Testo tratto dal sito: Guida Psicologi

“L’adolescente può incorrere in difficoltà ansiose in termini di ansia da prestazione ad esempio a scuola. Come gestire queste difficoltà? Come comportarsi da genitore?

Durante l’adolescenza si verificano continui cambiamenti inerenti la dimensione cognitiva, emotiva e fisica. Alcune manifestazioni d’ansia sono normali ad una certa età, ma non ad un’altra […] Nel bambino piccolo le paure sono frequenti e tendono a diminuire nel corso degli anni, mentre nell’adolescente la presenza di diverse paure è indicativa della presenza di difficoltà ansiose. Occorre quindi comprendere quale livello di sviluppo ha raggiunto l’adolescente e come si manifesta l’ansia.

A seconda della tipologia del disturbo d’ansia, la manifestazione è differente. Nello specifico mi riferisco alla manifestazione dell’ansia da prestazione […]

Molti disturbi emotivi e comportamentali dell’adolescente, così come del bambino, derivano dallo stile educativo prevalente in famiglia. Lo stile educativo è formato dall’insieme degli atteggiamenti, comportamenti, emozioni mediante i quali i genitori si relazionano con il minore. Il genitore può agire in buona fede, non si accorge di sbagliare oppure ignora il problema o ancora l’adulto presenta altresì difficoltà emotive.

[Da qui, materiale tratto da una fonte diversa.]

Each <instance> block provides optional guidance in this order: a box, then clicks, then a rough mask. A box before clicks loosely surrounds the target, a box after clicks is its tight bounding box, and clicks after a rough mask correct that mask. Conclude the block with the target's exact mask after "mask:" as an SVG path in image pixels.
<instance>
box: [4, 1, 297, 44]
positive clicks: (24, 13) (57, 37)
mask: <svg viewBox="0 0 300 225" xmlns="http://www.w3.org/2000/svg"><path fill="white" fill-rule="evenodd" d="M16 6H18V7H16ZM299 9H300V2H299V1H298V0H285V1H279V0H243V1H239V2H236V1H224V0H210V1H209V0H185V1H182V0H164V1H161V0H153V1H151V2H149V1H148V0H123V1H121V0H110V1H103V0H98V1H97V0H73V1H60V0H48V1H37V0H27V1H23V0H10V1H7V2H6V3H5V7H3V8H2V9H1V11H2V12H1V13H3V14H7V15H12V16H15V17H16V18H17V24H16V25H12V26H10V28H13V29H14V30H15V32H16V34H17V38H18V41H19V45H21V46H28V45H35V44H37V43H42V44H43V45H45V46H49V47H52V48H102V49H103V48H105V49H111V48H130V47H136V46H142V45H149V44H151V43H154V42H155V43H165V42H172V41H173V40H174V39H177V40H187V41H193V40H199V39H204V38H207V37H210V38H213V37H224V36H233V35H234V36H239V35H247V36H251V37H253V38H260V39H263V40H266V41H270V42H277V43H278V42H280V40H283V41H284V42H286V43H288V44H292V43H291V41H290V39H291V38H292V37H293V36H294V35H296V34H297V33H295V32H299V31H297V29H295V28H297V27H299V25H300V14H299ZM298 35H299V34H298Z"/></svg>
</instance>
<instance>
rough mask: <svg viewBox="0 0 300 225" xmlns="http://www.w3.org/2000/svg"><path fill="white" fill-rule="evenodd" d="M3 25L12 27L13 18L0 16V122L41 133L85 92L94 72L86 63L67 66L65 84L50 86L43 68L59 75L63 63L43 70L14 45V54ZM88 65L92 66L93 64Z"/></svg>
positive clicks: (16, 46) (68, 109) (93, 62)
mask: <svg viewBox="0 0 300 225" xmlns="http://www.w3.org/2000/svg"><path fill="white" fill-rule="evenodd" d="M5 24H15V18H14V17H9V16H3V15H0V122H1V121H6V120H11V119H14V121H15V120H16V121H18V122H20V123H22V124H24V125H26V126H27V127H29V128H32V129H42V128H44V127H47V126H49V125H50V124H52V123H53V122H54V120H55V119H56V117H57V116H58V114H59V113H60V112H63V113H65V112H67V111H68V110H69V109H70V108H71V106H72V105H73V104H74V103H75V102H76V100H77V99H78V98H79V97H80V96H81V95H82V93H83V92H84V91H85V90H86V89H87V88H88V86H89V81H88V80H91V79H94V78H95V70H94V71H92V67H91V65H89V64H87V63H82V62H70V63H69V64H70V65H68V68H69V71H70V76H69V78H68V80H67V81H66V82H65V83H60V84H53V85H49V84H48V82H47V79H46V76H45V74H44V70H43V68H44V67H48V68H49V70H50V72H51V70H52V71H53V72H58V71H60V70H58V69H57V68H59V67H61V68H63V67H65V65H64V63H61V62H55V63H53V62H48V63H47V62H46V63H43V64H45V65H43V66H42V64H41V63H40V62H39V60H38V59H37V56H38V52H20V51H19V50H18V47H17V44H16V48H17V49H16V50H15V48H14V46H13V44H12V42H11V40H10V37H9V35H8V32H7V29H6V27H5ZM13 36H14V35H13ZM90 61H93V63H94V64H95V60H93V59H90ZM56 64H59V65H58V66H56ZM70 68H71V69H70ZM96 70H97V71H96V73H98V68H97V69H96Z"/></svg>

Occorre sostenere in questi casi il genitore/i senza biasimo nel percorso educativo […]

I principali stili educativi disfunzionali:

  • Nello Stile Iperprotettivo i figli non devono ricevere mai nessuna frustrazione, il genitore non vuole compiere alcun errore. Questo stile genera bambini ed adolescenti ansiosi, non pronti ad affrontare situazioni nuove.
  • Nello Stile Iperansioso i genitori hanno paura di tutto, i pericoli sono dappertutto; di conseguenza l’adolescente sarà pauroso e insicuro.
  • Anche con lo Stile Ipercritico si innesca nel bambino la paura di sbagliare, la paura di deludere, isolamento sociale e bassa autostima.
  • Può essere presente anche lo Stile Perfezionistico quando i genitori credono che sia necessario riuscire in tutto, e il valore del ragazzo dipende dai successi che riesce a raggiungere. Le aspettative sono piuttosto elevate, tutto ciò porta quindi l’adolescente ad essere in ansia quando ad esempio vi è una prestazione scolastica e la possibilità di sbagliare è vissuta come una catastrofe.

In questi casi la ristrutturazione cognitiva potrebbe avvenire sul concetto di valore dell’adolescente. Se il pensiero disfunzionale era “il mio unico valore è la scuola, io valgo solo se ricevo ottimi voti… se fallisco deludo tutti”, allora il pensiero alternativo può diventare: “io ho un valore, la mia vita è piena di interessi, sono una persona valida, i miei genitori mi vogliono bene e mi accettano non solo per i risultati scolastici”.